2 Configuración de Apache
El módulo apache mod_unixd que ofrece la función Chroot en Apache 2.4 es parte de los módulos centrales de Apache y está compilado estáticamente en el binario de Apache en Debian 8, por lo que no tenemos que instalar software adicional para usarlo.

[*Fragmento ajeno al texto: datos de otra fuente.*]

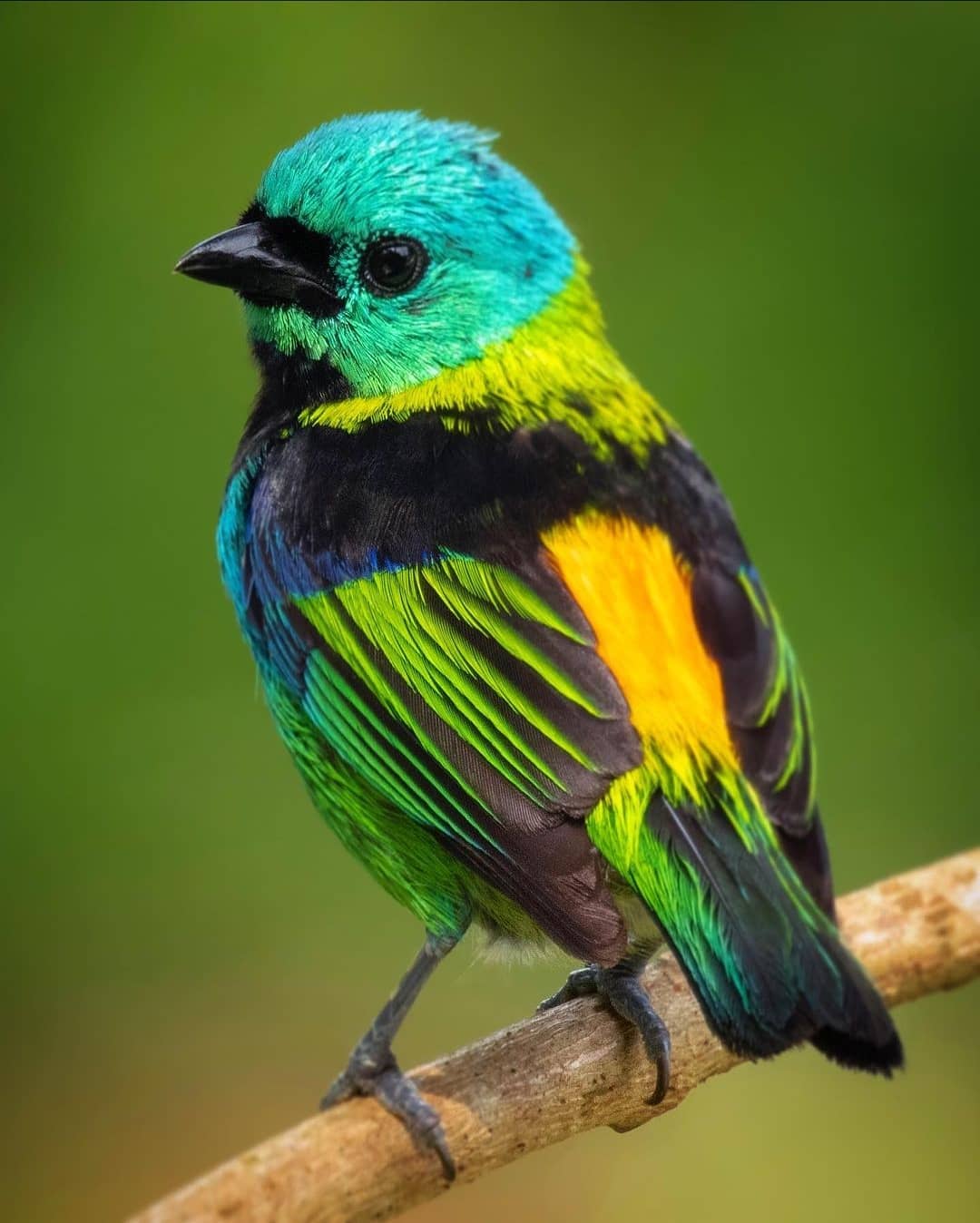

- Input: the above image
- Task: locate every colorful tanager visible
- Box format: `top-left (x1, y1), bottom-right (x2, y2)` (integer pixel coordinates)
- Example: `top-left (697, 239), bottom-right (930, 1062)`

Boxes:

Quiero usar el directorio /var/www como el directorio que contiene la cárcel chroot. Apache de Debian usa el archivo PID /var/run/apache2.pid; cuando Apache se cambia a /var/www, /var/run/apache2.pid se traduce a /var/www/var/run/apache2.pid. Por lo tanto, creamos ese directorio ahora:
mkdir -p /var/www/var/run
chown -R root:root /var/www/var/run
Ahora debemos decirle a Apache que queremos usar /var/www como nuestro directorio chroot. Abrimos /etc/apache2/apache2.conf, y justo debajo de la línea PidFile, agregamos una línea ChrootDir:
nano /etc/apache2/apache2.conf
[...]
#
# PidFile: The file in which the server should record its process
# identification number when it starts.
# This needs to be set in /etc/apache2/envvars
#
PidFile ${APACHE_PID_FILE}
ChrootDir /var/www
[...] A continuación, debemos informar a nuestros hosts virtuales que la raíz del documento ha cambiado (por ejemplo, DocumentRoot /var/www se traduce ahora a DocumentRoot /). Podemos hacer esto cambiando la directiva DocumentRoot de cada host virtual o, más fácilmente, creando un enlace simbólico en el sistema de archivos.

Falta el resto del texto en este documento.